Descrito por Bernardo de Hollanda como um escritor "talentoso e irrequieto, cujos escritos se ligam intimamente às experiências pessoais e às recordações de infância", José Lins do Rego foi apresentado ao pesquisador (que nasceu na Costa Rica mas mora no Rio de Janeiro) tal como aparece na capa do livro: na pele do inabalável torcedor do Clube de Regatas Flamengo.

Bernardo de Hollanda encara o certame como objeto de estudo em O Clube como Vontade e Representação: O Jornalismo Esportivo e a Formação das Torcidas Organizadas de Futebol no Rio de Janeiro (lançado em 2008) e revela a reputação do torcedor/cronista Zé Lins, em seu ABC, a partir do verbete ‘Paixão Rubro-Negra’.

"Falar de José Lins do Rego como cronista esportivo é explorar uma faceta aindapouquíssimo conhecida deste torcedor do Flamengo, que comparava as cores de seu clube àquelas do estado da Paraíba: o vermelho e o preto", relata o pesquisador.

"Foi um prolífico cronista, mais de mil e quinhentas crônicas sobre futebol. É interessante observar sua capacidade de discernir entre o clubismo e a análise técnica do jogo. Era um perito na abordagem de aspectos táticos das partidas. Muito ainda há para descobrir sobre sua produção na crônica esportiva. Aguardamos novos pesquisadores", provoca.

O abecedário começou a ser redigido enquanto Bernardo estava na França concluindo o seu pós-doutorado em Paris. Segundo ele, o interesse em torno da ficção de Zé Lins lá fora pode ser medido na quantidade expressiva de traduções que ela ganhou.

"Na França, em particular, Menino de Engenho (1932) foi recebido com entusiasmo pelo vanguardista Blaise Cendrars, personagem de destaque na história do modernismo brasileiro.

Foi ele quem assinou o prefácio de L’enfant de La Plantation, a versão francesa publicada em 1952".

De volta ao Brasil, Bernardo contou com a ajuda do poeta Thiago de Mello e do cineasta Vladimir Carvalho, este último mencionado na apresentação pela "simpatia à primeira vista" e "pelas longas e prazerosas conversas nas imediações do Catete, local do Rio de Janeiro onde, aliás, José Lins do Rego chegou a morar brevemente".

"Com o poeta Thiago de Mello, pude conversar por telefone, pois como ele mora na Amazônia a distância impediu nosso encontro pessoal. Thiago foi um inveterado amigo de José Lins e o acompanhou até o último instante, no leito do hospital, antes de falecer".

O poeta Thiago de Mello, que esteve em João Pessoa durante esta semana, é um dos principais entrevistados por Vladimir Carvalho no documentário O Engenho de Zé Lins (2008), cujas gravações foram concomitantes aos encontros com Bernardo.

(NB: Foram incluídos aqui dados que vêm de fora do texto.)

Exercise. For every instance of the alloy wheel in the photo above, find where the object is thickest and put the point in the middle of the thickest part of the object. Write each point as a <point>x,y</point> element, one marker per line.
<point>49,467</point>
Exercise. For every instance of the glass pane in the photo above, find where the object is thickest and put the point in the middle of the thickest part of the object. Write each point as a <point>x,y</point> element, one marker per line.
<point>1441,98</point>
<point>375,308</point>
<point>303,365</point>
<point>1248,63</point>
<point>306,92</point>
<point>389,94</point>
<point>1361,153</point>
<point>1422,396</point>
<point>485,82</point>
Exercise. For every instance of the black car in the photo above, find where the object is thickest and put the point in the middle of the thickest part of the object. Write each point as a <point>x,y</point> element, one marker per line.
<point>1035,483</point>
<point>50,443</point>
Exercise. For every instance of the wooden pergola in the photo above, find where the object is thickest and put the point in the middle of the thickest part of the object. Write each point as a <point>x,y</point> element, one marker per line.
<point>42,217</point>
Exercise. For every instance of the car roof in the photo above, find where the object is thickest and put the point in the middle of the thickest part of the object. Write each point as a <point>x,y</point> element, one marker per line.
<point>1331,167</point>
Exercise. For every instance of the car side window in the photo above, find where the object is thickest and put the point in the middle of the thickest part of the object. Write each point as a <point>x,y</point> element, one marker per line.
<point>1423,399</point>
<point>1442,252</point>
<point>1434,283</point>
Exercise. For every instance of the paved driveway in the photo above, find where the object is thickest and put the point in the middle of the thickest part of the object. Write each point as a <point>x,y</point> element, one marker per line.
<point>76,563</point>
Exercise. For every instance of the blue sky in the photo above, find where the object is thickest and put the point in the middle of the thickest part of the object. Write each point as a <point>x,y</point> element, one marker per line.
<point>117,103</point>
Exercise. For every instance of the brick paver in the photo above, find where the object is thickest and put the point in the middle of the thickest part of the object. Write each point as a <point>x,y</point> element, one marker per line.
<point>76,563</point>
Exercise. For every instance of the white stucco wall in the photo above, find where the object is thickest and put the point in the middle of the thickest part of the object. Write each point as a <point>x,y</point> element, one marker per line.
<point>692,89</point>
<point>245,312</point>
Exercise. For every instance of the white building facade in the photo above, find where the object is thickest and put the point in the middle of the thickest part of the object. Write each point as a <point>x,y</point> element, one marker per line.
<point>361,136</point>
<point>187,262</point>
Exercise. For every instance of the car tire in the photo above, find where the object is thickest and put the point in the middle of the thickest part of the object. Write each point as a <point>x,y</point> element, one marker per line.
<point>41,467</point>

"Com o Vladimir o contato foi mais próximo e direto. Conversamos longamente, mais de uma vez, na época em que ele filmava o documentário. É um paraibano que conhece a fundo a obra de José Lins, de quem ouviu falar ainda criança, através de seu pai, então morador de Itabaiana".

Bernardo lamenta o fato de não ter estado na Paraíba durante a concepção do livro: "Infelizmente, não houve oportunidade de conhecer sua terra natal, embora não faltem ganas de fazê-lo, a fim de levantar mais material, algo fundamental na atividade de um historiador".

O material iconográfico que ilustra as páginas, porém, é extenso: há desde fotos da Tia Maria, com os filhos e agregados da casa-grande da fazenda de José Lins Cavalcanti de Albuquerque, avô materno do escritor, até imagens com a esposa Dona Naná, Gilberto Freyre, José Olympio e das capas de todas as novas edições publicadas pelo selo.

"A editora contou com a gentileza da família do romancista, que abriu seus arquivos fotográficos particulares para ilustrar o livro com preciosidades, tal como a foto de José Lins do Rego em Helsinque, na Finlândia, onde esteve nos anos 1950", assinala Bernardo de Hollanda.